Bruce St. James, the longtime Phoenix radio personality who’s replacing Erich Mancow Muller as morning host at WLS 890-AM, says he knows he’s inheriting a broadcasting legacy. “I’m real excited for this. Without a doubt, this is an amazing opportunity,” St. James told Facebook friends shortly after news of his hiring broke here. “WLS is a legendary radio station that has had not just some of Chicago’s greatest talents work there but some of radio’s greatest talents. So I have a lot of work to do to prove myself worthy of the amazing history of WLS. . . . It’s pretty cool and pretty exciting for me to get this really unique opportunity at such a big station and in such an interesting city. I’m really looking forward to learning more about Chicago. I’ve got a lot to learn. I’m the guy from out of town, but I know that they’ll be real welcoming.” St. James debuts December 14 on the Cumulus Media news/talk station.
Comedian Pat McGann opened Chicago’s 62nd Emmy Awards Sunday night with a timely monologue. (Here is the link.) “You should feel good if you just got nominated,” McGann said. “We always say that, right? If you were nominated you should feel great about that. And if you don’t win? Just go on Twitter and act like you did. Say the thing was rigged. The numbers were wrong. You can do that now. All facts are out the window. Thanks to you, Public Enemy No. 1. I’m kidding! I, in fact, love the media. I have a lot of respect for what you’re doing.” The virtual event was sponsored by the Chicago/Midwest chapter of the National Academy of Television Arts and Sciences.
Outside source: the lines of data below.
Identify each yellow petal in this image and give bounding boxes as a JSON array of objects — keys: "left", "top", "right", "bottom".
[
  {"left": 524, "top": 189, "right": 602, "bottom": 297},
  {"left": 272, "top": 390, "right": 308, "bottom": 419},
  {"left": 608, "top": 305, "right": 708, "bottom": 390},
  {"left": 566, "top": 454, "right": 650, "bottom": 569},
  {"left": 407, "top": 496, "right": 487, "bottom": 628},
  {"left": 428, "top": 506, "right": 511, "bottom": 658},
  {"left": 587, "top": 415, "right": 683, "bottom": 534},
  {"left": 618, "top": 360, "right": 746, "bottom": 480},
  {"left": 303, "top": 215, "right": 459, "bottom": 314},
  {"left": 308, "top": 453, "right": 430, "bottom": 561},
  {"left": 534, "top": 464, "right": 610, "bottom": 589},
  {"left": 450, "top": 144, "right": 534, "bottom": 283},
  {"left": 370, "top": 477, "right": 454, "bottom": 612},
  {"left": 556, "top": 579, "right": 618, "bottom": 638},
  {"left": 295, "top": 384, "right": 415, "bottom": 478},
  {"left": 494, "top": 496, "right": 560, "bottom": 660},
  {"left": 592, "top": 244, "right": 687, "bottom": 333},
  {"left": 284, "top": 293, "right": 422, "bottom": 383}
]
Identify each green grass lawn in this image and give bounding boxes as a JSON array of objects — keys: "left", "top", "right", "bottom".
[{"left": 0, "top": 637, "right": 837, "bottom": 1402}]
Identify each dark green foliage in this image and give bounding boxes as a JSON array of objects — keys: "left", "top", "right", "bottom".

Congratulations to Chicago Tribune columnist Dahleen Glanton on receiving the 2020 Dorothy Storck Award from the Chicago Journalists Association. As winner of the $1,000 top prize, Glanton was cited for addressing diverse subjects “with a keen interest in encouraging dialogue on race, poverty and violence.” Also honored at the virtual awards ceremony Friday were two second-place winners — Burt Constable of the Daily Herald and Laura Washington of the Sun-Times and ABC 7. The award is named for the former reporter for Chicago’s American and Chicago Today, syndicated columnist and Pulitzer Prize winner who died in 2015.
Sunday’s comment of the day: Les Jacobson: Everyone over the age of 65 or so remembers precisely where and when they heard the news [of President John F. Kennedy’s assassination]. It was tragic and earth-shaking. As Norman Mailer wrote: “It is virtually not assimilable to our reason that a small lonely man felled a giant in the midst of his limousines, his legions, his throng, and his security. If such a non-entity destroyed the leader of the most powerful nation on earth, then a world of disproportion engulfs us, and we live in a universe that is absurd.”